Malware ads article on Tom's Hardware

Ok, I’m a month late to the party, but I came across this article yesterday, and at first I brushed it off as “Windows problem”, but then I gave it a second thought. Can Linux be affected by these drive-by malware attacks? I know they can’t get deep into the OS without root/su access, but can they mess things up enough to be significant? I mean, trashing /home is pretty bad, and installing browser plugins would be bad too (can these be installed without root access)?

Theoretically YES browser plugins could be installed … and is one of the reasons behind Chrome/Chromium now requiring PPAPI plugins (which are sandboxed) and refusing to work with NPAPI plugins which aren’t.
(I doubt if plugins could be installed via “drive by” without some kind of previous malware plugin that was accepted with user intervention though)

But they shouldn’t be able to break out of your home folder.

But could malware trash your /home folder? Could it copy the contents to some remote site?

Chrome used to allow plugins to be installed without user knowledge, I’ve had to disinfect Windows installs myself (going back a year or two here though). I always thought that was crazy. It’s scary considering how ubiquitous ads are now, if they are using javascript to deploy malware on legit sites, it just makes it harder to protect your personal info.

Again, theoretically YES … and why sandboxing is becoming a more common requirement for plugins.

As I said it’s a requirement for PPAPI plugins … so even if Chrome allows other PPAPI plugins to be installed without user intervention (something that I’d seriously rally against if it’s true), if Google are doing their job properly they should be sandboxed from the rest of the system.

I agree with Google re properly sandboxed plugins … just not sure if I’m quite so happy they’re trying to use their weight to force their timescale on the world … leaving Chrome incapable of using JAVA, as Oracle only do an NPAPI plugin … good thing, or bad thing, I can’t quite decide.

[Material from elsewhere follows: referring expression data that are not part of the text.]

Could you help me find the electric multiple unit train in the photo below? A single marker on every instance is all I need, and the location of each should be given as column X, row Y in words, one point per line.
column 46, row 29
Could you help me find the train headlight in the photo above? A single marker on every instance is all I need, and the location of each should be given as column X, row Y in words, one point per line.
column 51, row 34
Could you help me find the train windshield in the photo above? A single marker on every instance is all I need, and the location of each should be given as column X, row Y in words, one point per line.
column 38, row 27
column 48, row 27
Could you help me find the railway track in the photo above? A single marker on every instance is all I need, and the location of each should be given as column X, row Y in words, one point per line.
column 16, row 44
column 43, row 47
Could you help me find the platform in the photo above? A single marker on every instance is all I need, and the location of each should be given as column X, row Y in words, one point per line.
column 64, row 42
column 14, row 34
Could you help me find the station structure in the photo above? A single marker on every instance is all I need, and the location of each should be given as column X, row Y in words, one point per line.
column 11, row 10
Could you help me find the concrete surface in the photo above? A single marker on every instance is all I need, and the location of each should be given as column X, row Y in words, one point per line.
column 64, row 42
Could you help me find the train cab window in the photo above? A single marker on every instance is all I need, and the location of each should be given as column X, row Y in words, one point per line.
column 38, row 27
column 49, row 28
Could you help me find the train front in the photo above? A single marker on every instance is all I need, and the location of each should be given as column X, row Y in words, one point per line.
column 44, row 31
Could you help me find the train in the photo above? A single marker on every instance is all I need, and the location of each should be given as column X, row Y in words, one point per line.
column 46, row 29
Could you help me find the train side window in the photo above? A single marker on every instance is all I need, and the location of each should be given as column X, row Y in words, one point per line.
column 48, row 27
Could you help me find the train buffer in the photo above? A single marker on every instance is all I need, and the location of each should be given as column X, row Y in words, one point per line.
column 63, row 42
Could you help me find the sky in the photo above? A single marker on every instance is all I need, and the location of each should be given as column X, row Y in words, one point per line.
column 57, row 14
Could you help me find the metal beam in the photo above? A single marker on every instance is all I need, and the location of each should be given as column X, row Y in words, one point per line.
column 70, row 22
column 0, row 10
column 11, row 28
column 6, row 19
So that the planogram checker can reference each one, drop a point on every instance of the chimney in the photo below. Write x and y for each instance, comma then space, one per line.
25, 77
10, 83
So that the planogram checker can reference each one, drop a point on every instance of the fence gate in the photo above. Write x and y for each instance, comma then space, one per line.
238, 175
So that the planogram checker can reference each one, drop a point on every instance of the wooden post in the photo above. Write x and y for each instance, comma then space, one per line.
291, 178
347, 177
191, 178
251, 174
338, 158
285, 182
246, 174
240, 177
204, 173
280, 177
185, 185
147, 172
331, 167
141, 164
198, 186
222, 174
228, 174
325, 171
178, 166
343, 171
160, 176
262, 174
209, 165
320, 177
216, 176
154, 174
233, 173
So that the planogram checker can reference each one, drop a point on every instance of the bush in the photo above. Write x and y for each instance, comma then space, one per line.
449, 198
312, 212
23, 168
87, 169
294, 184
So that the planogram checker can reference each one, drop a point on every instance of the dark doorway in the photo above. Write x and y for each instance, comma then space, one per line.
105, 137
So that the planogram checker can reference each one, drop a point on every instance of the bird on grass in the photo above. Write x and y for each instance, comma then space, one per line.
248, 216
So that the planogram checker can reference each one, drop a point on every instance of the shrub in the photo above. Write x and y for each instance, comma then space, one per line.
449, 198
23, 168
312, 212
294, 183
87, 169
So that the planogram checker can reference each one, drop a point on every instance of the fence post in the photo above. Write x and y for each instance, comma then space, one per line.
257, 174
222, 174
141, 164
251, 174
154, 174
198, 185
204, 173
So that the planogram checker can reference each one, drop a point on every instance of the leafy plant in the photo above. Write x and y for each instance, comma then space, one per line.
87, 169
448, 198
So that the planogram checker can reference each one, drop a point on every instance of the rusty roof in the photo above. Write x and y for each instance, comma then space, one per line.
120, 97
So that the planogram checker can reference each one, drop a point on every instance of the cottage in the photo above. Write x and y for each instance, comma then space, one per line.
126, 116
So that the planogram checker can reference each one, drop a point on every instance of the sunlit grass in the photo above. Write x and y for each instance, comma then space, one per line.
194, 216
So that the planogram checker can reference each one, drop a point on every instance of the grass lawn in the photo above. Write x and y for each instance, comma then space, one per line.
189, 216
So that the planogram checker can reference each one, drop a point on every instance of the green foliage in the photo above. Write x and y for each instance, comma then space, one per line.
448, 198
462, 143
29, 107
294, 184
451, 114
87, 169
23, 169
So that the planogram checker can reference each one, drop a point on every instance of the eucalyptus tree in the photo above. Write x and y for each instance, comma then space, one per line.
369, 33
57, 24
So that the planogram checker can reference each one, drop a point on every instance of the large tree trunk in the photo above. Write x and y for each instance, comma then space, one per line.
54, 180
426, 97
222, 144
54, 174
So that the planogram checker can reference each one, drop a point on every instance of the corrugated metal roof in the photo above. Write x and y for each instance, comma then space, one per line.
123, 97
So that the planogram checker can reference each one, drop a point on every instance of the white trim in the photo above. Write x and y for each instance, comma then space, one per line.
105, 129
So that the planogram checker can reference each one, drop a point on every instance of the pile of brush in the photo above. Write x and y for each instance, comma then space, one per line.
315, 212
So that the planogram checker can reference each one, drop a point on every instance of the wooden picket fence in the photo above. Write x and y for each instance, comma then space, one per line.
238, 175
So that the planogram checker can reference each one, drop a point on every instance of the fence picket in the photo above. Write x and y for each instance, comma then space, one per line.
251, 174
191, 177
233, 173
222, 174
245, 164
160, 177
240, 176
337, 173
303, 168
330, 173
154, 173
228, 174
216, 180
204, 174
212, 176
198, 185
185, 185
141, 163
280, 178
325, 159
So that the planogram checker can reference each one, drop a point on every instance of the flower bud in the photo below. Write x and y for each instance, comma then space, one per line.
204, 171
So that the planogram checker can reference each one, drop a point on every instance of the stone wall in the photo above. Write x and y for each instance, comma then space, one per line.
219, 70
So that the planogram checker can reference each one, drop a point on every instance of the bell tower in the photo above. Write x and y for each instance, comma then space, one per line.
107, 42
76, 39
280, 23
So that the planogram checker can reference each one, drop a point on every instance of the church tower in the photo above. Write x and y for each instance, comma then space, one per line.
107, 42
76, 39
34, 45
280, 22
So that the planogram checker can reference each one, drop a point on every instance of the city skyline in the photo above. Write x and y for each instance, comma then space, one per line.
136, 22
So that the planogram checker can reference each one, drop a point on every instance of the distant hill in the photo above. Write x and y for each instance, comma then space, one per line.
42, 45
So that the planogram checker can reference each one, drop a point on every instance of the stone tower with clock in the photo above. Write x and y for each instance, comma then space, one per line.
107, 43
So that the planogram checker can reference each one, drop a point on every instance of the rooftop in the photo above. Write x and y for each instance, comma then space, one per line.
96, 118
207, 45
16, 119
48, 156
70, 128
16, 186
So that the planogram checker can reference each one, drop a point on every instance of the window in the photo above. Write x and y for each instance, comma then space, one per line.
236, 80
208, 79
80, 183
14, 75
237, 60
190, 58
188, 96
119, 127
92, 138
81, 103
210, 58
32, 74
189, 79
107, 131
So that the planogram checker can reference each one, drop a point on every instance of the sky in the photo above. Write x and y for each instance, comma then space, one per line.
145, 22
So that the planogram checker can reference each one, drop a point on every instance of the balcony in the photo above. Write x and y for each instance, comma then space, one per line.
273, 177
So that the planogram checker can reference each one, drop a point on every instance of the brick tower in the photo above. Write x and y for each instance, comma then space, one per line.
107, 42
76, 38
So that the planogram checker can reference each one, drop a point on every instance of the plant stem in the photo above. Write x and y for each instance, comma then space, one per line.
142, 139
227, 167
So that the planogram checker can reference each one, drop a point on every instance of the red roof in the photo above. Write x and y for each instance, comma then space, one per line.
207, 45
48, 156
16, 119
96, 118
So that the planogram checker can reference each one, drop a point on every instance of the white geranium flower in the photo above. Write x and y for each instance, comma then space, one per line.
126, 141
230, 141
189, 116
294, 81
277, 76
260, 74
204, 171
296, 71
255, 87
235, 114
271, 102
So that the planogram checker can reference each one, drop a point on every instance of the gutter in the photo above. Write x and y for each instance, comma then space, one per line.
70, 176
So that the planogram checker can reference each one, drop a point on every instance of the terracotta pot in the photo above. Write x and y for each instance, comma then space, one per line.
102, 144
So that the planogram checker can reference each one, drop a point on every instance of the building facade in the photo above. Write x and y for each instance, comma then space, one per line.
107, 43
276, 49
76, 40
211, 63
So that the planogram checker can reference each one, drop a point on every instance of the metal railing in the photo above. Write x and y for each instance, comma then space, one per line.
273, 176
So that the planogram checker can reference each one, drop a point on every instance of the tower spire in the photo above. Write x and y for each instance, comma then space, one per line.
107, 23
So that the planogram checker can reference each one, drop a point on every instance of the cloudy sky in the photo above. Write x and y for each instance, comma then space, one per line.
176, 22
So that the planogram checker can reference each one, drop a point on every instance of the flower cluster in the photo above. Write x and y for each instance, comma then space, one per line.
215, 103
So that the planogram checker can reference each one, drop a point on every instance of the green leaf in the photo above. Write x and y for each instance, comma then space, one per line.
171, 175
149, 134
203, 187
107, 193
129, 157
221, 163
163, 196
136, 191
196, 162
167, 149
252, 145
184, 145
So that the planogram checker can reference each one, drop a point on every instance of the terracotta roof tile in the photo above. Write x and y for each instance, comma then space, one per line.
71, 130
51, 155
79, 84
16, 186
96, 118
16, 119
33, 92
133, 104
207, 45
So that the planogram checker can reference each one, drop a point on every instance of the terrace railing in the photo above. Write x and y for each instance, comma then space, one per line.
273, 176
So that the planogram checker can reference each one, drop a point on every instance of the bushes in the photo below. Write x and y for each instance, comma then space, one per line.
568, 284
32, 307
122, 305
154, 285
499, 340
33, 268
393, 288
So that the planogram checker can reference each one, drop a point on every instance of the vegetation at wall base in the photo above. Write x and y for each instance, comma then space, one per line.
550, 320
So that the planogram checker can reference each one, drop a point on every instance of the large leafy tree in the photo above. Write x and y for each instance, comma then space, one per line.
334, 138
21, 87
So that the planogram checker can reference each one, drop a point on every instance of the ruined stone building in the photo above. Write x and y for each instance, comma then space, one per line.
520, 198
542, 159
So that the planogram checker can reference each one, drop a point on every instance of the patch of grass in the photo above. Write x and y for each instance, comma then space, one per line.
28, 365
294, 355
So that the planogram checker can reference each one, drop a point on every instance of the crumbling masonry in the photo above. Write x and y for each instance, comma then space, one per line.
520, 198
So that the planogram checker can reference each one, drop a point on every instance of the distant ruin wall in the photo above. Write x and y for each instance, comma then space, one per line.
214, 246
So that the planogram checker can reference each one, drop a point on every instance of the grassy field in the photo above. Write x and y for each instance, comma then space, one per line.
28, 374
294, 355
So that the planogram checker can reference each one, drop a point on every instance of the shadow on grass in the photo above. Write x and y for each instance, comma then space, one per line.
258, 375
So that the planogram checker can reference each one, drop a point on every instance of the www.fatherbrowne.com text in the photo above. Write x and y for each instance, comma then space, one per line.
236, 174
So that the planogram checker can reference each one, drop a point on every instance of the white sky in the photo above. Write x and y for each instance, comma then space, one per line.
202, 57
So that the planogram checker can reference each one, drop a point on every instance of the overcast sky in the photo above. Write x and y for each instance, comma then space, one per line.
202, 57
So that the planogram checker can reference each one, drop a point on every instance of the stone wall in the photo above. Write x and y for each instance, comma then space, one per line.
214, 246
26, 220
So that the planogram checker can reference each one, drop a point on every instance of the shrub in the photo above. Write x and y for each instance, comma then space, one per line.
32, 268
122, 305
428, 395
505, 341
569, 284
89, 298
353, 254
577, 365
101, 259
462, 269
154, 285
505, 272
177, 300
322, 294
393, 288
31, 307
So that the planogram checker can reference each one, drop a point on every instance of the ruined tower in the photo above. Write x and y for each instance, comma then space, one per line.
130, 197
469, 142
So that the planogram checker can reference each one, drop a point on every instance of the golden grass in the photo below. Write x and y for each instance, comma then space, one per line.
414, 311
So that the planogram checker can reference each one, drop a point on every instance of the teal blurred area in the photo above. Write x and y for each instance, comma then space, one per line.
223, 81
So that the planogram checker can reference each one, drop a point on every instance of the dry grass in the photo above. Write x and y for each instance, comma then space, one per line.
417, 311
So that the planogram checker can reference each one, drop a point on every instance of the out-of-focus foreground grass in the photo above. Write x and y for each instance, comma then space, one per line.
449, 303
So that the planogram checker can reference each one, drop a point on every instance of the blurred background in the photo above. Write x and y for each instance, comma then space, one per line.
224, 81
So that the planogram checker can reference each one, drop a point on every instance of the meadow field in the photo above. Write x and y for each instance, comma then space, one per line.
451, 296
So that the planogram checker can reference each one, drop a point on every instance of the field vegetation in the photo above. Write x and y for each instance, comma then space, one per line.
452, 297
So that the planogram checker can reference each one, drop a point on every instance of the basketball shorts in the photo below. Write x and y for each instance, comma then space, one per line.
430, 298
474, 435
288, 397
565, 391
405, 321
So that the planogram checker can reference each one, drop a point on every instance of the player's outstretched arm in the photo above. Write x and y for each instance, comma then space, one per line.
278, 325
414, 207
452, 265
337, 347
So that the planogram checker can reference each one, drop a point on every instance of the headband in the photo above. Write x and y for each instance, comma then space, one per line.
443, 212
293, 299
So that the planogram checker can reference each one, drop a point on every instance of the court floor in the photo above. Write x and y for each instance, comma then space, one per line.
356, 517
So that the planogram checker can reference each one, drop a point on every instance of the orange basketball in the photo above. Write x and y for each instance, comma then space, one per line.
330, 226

I know Java 8 is on the horizon, will that address the issue or is it completely seperate?

I’m not sure how much use Java plugins actually get, the only one I’m aware of is Speedtest. Maybe the nVidia site too?
Blocking is a step too far imo, user confirmation is all that’s required as it would prevent these things running amok. Sandboxing is the way forward, but should work like requesting admin rights - when required, prompt the user. So, if a plugin needs to break out of its sandbox for whatever reason, it should prompt the user

I know Java 8 is on the horizon, will that address the issue or is it completely seperate?

Dunno :o and as I don’t really use any sites that require JAVA I’m nit really that interested … more that I’m not if I consider Google to be abusing their position to try to force the issue through at their pace.

That said, they gave plugin devs (and everyone else) plenty of advanced notice … and it’s certainly a better way forward.

And at the end of the day there’s nothing stopping you (for now) using Firefox if you want NPAPI plugins … I say “for now” as I think firefox have plans to drop plugins altogether:

Good, maybe I’m old school but I don’t like plugins. As in, I’ve never seen any that I’ve thought useful (that haven’t later been adopted as native, like Adblock). The only one I use is HTTPS Everywhere, which I think is now a native option in Firefox.